Y están los revolucionarios, aunque mucho menos que antes. Cubanos que siguen creyendo la Revolución y van votar Sí en el referendo del 24 de febrero. Son los llamados ‘comecandela’, cubanos que tienen entre 60 y 80 años y no necesitan favores a cambio de lealtad. Viven mal, comen peor y sus viviendas amenazan con venirse abajo. Están ya en extinción, como el ornitorrinco, pero a los que quedan, sus vecinos los tildan de locos, escleróticos, viejos gruñones.
Casi todos son comunistas de corazón y han leído a Lenin y a Marx. Fueron o siguen siendo milicianos y algunos combatieron en Playa Girón, Etiopía, Angola. Les cuesta creer que ahora son tontos útiles. Cuando usted le muestra las fotos de hijos y nietos de los principales dirigentes, cenando mariscos, paseando en yate, vacacionando en Europa y vestidos con accesorios de marca del ‘enemigo imperialista’, afirman que es parte de una conspiración de la CIA..

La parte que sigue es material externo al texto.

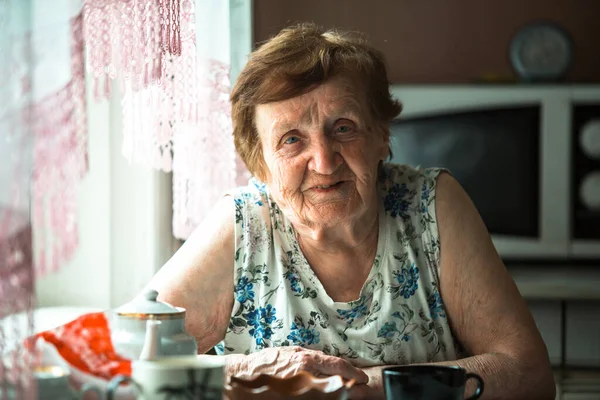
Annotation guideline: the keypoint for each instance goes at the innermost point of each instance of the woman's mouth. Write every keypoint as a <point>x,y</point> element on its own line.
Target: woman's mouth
<point>328,188</point>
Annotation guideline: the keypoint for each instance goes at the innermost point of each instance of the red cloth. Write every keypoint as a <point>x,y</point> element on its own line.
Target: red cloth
<point>86,345</point>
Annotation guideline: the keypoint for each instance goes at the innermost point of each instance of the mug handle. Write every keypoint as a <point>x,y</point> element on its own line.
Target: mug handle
<point>480,386</point>
<point>114,383</point>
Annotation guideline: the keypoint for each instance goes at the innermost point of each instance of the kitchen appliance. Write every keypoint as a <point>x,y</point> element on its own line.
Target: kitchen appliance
<point>541,51</point>
<point>528,156</point>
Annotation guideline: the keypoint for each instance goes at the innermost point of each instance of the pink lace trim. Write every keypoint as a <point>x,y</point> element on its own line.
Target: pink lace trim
<point>129,37</point>
<point>153,116</point>
<point>60,161</point>
<point>205,164</point>
<point>17,295</point>
<point>179,124</point>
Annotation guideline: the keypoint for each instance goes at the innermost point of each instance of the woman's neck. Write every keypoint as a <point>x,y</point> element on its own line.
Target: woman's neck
<point>356,239</point>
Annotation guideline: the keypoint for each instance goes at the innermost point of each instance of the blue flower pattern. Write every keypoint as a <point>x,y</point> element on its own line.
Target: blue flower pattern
<point>408,280</point>
<point>279,301</point>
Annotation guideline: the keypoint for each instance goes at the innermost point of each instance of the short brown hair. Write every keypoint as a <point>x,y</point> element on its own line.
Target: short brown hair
<point>293,63</point>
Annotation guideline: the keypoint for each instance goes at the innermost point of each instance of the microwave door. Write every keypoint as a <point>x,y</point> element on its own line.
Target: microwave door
<point>496,154</point>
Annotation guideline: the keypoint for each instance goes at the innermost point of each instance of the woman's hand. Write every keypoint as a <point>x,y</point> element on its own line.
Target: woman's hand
<point>288,361</point>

Son estos, esencialmente, los que por un motivo u otro sostienen a la autocracia verde olivo. Exceptuando los altos cargos civiles y militares y un pequeño sector de castristas a prueba de cohetes, la mayoría de la población aplaude la narrativa oficial sin cuestionarse nada. Desde hace 60 años, el instinto de supervivencia los ha obligado a fingir.
Es a esa gente a quien la oposición en Cuba tiene que convencer si queremos comenzar el camino de la democracia.